The drowned old town was under the sea off the shale banks. Sometimes Willa saw the upward arms of old pieces of rock and stone if the tide was right. She liked looking for them, this history, because she felt a kindred spirit with the ruins drowning more and more, year on year.

Phillip.

She said the name less and less now to protect herself, though she dreamed of him every single night. Of them, together, making love in the moonlight.

Where would he be? Enjoying a life at Elmsworth, she hoped. Tending to his land. Or in London still, cursing her probably and hoping to never see her again after all her lies.

She could not help it. She had protected him and if that was all she could do for him she would be forever thankful. But her life had stopped and the money she had brought with her was running low. Soon she would have to decide what to do and where to go.

That thought brought on terror because she just could not decide, and the effort of leaving and moving on was too much to handle.

When the housekeeper came with a light lunch at noon, Willa thanked the woman as she smiled.

‘You have been a wonderful help to me, Mrs Withers, and I hate to think what I might have done without you.’

Putting the plate of food on the small bedside table, Mrs Withers pulled a chair from the other side of the room and sat down.

She had never done this before; usually she came in quickly and left just as quickly, a woman with all the chores of a busy inn sitting on her shoulders. So Willa was surprised by her tarrying.

‘Might I talk with you for a moment, Mrs St Claire, woman to woman like? A moment just between ourselves?’ She waited until Willa nodded before going on. ‘Is your husband an abusive man? Is it him you are running from, my dear?’

‘My husband died over two years ago, Mrs Withers. I am a widow.’ This seemed to take the wind from the housekeeper’s sails and she sat back, her teeth worrying her top lip in the motion of someone most nonplussed.

‘Then perhaps a lover, my dear, for I think this sickness you have is almost certainly coming from the effects of early pregnancy.’

The world caved in around Willa and she could barely breathe, but Mrs Withers carried on. ‘There is no shame in a love affair to my thinking, and any child is a gift, but your family might be worrying for you…’

‘I have no family.’

A small smile creased the woman’s lips. ‘Well, maybe that’s about to change, my dear, because you will have one in about seven months, I would say.’

‘But I am barren. I have always known that I am.’

‘Who told you that? A man, I would bet, and one that was probably infertile himself. It’s how the world works. Men protect men and women protect women.’

Lionel and Lionel’s doctor, a strict old man of strong beliefs.

She remembered their telling her it was so in the dark sombreness of her husband’s office and she had never questioned it.

Barren Willa. Doomed to never carry a child.
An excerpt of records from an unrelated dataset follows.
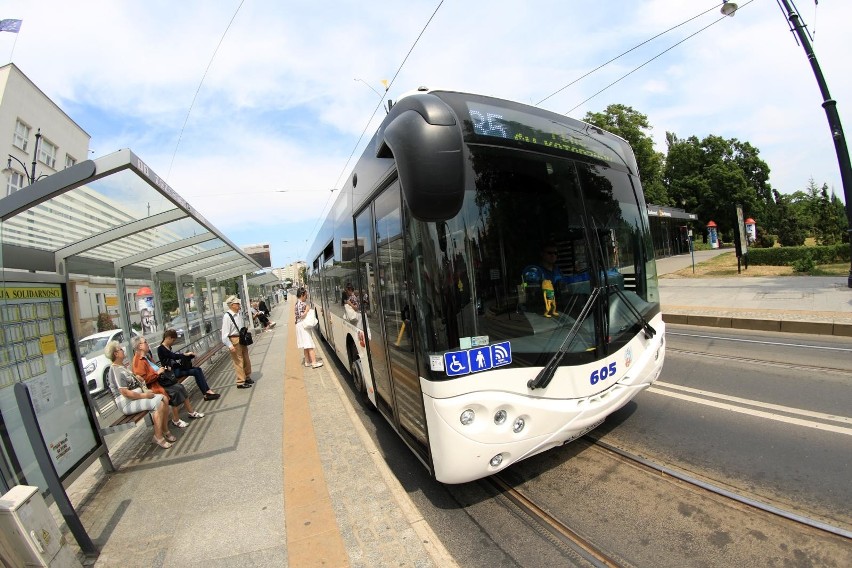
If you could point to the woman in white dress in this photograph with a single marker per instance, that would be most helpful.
(131, 395)
(304, 340)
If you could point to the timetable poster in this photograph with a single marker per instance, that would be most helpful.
(35, 349)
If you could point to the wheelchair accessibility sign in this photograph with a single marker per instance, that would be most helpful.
(458, 363)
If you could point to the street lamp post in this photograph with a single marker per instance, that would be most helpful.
(31, 179)
(830, 106)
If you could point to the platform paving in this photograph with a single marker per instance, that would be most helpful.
(242, 486)
(284, 474)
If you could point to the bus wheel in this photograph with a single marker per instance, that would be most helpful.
(357, 377)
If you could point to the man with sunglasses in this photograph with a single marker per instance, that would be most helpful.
(542, 280)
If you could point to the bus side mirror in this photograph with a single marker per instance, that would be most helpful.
(429, 164)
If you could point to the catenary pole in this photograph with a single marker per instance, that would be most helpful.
(830, 106)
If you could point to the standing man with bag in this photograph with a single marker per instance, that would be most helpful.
(232, 323)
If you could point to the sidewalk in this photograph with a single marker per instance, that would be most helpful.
(795, 304)
(259, 481)
(238, 489)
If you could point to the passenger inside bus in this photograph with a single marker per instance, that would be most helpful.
(542, 281)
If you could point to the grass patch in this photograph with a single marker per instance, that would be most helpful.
(725, 265)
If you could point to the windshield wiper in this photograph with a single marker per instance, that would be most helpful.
(649, 331)
(543, 378)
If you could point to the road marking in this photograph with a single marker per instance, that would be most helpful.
(778, 343)
(753, 412)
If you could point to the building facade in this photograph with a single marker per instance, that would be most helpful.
(37, 136)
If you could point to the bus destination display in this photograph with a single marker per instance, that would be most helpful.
(492, 121)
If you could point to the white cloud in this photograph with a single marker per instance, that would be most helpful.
(279, 107)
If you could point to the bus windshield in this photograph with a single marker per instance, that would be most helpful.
(537, 234)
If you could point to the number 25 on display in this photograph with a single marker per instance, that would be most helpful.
(602, 374)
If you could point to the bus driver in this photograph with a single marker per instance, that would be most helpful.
(543, 278)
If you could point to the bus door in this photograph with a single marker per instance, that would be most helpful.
(371, 307)
(397, 313)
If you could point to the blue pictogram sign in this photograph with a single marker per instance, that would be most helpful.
(501, 354)
(480, 359)
(456, 363)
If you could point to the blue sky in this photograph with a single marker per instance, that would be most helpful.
(280, 108)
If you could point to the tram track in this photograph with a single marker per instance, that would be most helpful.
(562, 535)
(816, 369)
(593, 553)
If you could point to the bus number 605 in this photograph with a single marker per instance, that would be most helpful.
(602, 374)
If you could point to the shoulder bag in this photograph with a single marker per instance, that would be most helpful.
(310, 320)
(167, 379)
(245, 334)
(351, 314)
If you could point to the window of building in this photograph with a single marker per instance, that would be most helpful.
(16, 182)
(22, 135)
(47, 153)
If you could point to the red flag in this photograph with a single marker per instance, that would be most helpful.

Infertile Willa. A burden on a husband who would want progeny.

Sad Willa, stripped of any hope of a happier future.

Tears ran down her cheek in runnels and, using the back of her hand, she wiped them away. Could it be true? Could such a marvellous thing be possible?

‘There, there, dearie. It’s not all that bad. You seem a learned woman who could no doubt find work to support yourself and the wee one. I could ask around the village if you like to see if there is an opening?’

Willa shook her head as she thanked the woman. ‘Is there anything I need to be doing to make certain this baby stays safe?’ Suddenly it was important that she know everything.

‘Nothing. Rest, food and drink is the answer. The first three months are the worst and after that it all gets better and better. The last three months you will be tired but the middle ones are wonderful. Well, t’was so with my three, at least.’

At that Mrs Withers stood and placed the chair she’d sat on back in the spot she had moved it from.

‘I ought to have said something to you before this, Mrs St Claire, but I did not quite know how to approach it and you never said anything at all of it.’

‘I thought I was simply sick. I worried I might die.’

‘Well, now you can relax a little and if there are things you need you just have to ask me.’

‘Thank you.’

When she had left the room Willa stood and walked to the window, looking at her reflection in the glass.

There was only a small face mirror here in this room and this was the best way she could see all of herself.

Pulling her light cotton dress over her stomach, she fancied she saw a slight rounding, the shape of the tiny person who now lived inside of her.

Phillip’s and her child. The child of Elmsworth that had never been expected.

Panic settled next. What would happen when she birthed the baby?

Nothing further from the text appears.